Satujuang, Bengkulu,- Seorang mantan Kapolsek ditahan Propam Polda Bengkulu karena terlibat jaringan narkoba di Lebong, terancam Pemecatan Tidak Dengan Hormat (PTDH).
Pengungkapan kasus ini bermula dari laporan masyarakat mengenai aktivitas mencurigakan peredaran sabu dan ganja di Kabupaten Lebong.
Subdit I Direktorat Reserse Narkoba (Ditresnarkoba) Polda Bengkulu kemudian membongkar praktik peredaran tersebut, melibatkan dua bandar dan satu oknum anggota kepolisian.
Tiga tersangka telah ditetapkan, yaitu SP dari Desa Tunggang dan PP (31) dari Kelurahan Kampung Jawa, keduanya di Kecamatan Lebong Utara, berperan sebagai bandar narkoba.
Sementara itu, AA, yang diidentifikasi sebagai anggota kepolisian sekaligus mantan Kapolsek, diduga kuat berperan sebagai pembeli narkotika dari jaringan tersebut.
Menindaklanjuti informasi, tim Ditresnarkoba Polda Bengkulu melakukan penyelidikan tertutup dan pemantauan intensif.
Puncaknya, polisi menggerebek dan mengamankan tersangka SP di salah satu hotel di Lebong, Kamis (22/1) sekitar pukul 05.00 WIB.
“Dari tersangka SP kami mengamankan dua paket narkotika jenis sabu yang dibungkus plastik bening,” jelas Kabid Humas Polda Bengkulu Kombes Pol Ichsan Nur, dalam keterangannya pada Jumat (23/1/26).
Dalam pemeriksaan, SP mengaku barang haram tersebut diperoleh dari PP.
Tim segera bergerak ke rumah PP di Kelurahan Kampung Jawa, Kecamatan Lebong Utara, dan melakukan penggeledahan sekitar pukul 06.30 WIB dengan disaksikan ketua RT setempat.
Hasilnya, polisi menyita satu paket kecil sabu, lima paket ganja, tiga timbangan digital, dua tas hitam, dua pipet skop, serta sejumlah klip plastik bening berbagai ukuran.
Pengembangan kasus ini mengungkap fakta keterlibatan AA, oknum anggota Polri sebagai pelanggan narkoba jaringan tersebut.
Terkait hal tersebut, AA langsung diserahkan ke Propam Polda Bengkulu untuk diproses etik dan disiplin.
“Kami langsung tangani melalui proses kode etik.

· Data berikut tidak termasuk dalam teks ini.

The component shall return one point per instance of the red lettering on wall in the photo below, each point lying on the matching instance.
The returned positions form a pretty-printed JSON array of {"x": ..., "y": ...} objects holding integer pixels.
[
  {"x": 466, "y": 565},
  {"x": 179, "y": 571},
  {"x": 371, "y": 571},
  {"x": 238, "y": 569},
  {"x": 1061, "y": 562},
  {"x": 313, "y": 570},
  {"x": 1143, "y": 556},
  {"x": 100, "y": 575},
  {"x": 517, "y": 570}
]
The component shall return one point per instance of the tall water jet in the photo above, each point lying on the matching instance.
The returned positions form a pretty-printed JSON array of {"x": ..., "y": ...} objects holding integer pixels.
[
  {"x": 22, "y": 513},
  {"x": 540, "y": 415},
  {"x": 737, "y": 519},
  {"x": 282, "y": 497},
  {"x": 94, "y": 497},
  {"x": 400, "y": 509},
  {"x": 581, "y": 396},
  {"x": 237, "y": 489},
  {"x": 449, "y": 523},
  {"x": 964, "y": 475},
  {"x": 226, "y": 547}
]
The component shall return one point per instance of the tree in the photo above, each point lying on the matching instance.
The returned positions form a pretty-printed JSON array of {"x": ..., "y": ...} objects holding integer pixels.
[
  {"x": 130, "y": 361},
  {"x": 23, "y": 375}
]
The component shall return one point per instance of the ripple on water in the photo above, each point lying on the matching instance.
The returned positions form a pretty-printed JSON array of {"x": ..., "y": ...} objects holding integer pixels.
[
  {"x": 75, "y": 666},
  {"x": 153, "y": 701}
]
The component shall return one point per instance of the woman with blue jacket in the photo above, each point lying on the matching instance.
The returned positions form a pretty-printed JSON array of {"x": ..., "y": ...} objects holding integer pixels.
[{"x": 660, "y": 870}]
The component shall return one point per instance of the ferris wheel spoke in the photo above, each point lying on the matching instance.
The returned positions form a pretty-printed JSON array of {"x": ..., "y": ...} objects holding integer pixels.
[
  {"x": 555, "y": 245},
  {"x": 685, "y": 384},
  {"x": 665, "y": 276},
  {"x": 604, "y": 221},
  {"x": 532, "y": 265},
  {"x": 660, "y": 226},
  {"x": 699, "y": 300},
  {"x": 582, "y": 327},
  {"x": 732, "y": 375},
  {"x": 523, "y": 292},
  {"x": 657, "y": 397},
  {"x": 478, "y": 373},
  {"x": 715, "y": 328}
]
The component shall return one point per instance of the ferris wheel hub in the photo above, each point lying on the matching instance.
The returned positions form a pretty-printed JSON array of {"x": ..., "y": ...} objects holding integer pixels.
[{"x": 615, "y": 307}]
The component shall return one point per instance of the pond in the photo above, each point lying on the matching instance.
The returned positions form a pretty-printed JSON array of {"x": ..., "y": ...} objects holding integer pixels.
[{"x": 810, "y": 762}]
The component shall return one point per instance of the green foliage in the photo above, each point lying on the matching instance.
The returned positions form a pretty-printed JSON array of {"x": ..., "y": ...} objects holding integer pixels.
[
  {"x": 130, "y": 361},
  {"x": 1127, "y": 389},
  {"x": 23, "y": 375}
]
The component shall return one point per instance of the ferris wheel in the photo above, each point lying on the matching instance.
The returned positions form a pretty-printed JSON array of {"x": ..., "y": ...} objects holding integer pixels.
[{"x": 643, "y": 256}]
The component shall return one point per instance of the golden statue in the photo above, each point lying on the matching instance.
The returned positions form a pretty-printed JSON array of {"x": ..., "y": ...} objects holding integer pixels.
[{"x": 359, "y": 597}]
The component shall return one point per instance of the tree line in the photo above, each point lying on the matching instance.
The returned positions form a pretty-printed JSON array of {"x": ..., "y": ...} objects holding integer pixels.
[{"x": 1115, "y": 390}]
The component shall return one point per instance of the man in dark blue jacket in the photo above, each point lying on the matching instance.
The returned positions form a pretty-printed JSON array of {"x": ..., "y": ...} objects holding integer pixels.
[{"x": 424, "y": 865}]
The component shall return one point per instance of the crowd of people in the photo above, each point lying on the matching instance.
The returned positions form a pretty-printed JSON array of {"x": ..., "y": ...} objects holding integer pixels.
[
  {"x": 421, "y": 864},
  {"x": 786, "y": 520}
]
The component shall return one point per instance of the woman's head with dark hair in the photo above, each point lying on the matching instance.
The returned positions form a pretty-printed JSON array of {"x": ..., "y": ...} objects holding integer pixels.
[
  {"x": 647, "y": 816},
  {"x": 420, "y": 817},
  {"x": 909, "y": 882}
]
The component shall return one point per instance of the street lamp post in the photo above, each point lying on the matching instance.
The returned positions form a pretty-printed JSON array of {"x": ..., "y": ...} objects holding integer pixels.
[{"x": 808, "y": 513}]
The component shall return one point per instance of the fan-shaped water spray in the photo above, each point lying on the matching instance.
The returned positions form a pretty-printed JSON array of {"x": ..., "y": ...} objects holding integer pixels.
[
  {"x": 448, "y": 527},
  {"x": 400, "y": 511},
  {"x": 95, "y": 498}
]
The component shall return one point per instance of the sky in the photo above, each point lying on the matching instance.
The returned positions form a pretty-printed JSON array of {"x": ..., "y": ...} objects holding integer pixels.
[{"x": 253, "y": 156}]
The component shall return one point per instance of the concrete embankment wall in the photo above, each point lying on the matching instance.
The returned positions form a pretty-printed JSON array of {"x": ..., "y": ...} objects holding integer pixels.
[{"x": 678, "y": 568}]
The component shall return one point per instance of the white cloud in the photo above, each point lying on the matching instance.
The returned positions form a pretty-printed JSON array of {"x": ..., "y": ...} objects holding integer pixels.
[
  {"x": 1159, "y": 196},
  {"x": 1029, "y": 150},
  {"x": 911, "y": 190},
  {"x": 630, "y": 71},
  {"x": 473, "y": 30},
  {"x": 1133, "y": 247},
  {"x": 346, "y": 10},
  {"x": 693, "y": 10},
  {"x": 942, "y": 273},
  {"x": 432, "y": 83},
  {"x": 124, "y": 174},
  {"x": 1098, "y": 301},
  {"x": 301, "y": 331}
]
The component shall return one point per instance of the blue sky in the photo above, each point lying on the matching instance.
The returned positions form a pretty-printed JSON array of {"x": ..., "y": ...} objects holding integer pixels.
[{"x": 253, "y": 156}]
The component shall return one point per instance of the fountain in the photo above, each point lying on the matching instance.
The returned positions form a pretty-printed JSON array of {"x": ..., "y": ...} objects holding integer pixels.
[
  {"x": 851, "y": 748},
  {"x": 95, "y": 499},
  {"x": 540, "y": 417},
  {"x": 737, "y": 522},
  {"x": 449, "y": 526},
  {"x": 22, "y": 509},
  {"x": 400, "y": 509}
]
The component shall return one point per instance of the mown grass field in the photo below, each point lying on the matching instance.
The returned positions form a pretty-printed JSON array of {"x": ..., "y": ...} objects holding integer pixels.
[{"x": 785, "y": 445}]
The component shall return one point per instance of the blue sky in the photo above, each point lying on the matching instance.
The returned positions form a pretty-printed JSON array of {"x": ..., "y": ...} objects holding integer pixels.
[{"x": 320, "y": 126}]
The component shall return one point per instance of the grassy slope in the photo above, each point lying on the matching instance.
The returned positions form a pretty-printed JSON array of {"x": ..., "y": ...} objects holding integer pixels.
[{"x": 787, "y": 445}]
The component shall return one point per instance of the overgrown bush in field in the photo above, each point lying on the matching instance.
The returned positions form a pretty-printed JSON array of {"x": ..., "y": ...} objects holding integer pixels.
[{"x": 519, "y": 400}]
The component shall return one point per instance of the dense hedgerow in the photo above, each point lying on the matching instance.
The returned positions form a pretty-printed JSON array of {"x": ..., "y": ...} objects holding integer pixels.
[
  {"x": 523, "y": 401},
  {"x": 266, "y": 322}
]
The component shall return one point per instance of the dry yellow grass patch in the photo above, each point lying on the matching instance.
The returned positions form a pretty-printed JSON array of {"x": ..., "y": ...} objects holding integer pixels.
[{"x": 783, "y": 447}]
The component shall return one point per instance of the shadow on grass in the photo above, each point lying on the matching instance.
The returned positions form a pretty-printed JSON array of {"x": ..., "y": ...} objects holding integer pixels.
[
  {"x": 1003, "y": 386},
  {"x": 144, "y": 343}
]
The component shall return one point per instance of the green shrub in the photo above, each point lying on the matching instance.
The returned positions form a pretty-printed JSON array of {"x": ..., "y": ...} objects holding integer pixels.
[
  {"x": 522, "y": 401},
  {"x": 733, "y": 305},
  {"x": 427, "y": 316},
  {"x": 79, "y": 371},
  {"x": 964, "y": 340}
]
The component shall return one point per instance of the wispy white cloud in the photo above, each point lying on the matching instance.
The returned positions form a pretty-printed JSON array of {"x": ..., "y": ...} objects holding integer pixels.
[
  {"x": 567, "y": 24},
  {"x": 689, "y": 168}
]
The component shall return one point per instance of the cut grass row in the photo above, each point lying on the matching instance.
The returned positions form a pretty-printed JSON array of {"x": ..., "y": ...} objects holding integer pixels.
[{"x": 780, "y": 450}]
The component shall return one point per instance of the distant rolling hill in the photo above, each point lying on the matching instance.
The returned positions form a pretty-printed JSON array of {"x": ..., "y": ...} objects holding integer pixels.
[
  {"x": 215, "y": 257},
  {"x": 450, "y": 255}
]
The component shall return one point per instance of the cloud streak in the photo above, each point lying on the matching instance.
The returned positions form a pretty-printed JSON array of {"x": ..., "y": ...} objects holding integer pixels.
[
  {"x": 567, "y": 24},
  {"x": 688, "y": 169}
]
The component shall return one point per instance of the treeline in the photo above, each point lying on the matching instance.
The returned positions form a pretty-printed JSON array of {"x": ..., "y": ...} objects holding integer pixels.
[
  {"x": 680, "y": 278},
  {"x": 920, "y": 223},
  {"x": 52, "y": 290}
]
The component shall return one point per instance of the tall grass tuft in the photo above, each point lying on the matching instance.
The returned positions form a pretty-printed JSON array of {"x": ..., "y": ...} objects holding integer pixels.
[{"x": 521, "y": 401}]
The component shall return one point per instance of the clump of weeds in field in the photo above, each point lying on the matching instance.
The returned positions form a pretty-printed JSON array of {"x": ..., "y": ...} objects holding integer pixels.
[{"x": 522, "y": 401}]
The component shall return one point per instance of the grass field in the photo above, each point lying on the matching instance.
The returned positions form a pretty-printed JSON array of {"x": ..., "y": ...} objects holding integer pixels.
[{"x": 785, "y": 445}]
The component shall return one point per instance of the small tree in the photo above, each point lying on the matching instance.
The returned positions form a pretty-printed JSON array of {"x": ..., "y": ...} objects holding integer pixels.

Kami tidak main-main dengan narkoba,” tegas Ichsan Nur.
Ia menegaskan komitmen Polri untuk menyikat habis narkoba tanpa pandang bulu, termasuk jika pelakunya adalah anggota kepolisian sendiri.
“Anggota Polri harus menjadi teladan. Siapa pun yang terlibat narkoba akan ditindak tegas. Tidak ada perlindungan, tidak ada pilih kasih,” tandas Ichsan Nur.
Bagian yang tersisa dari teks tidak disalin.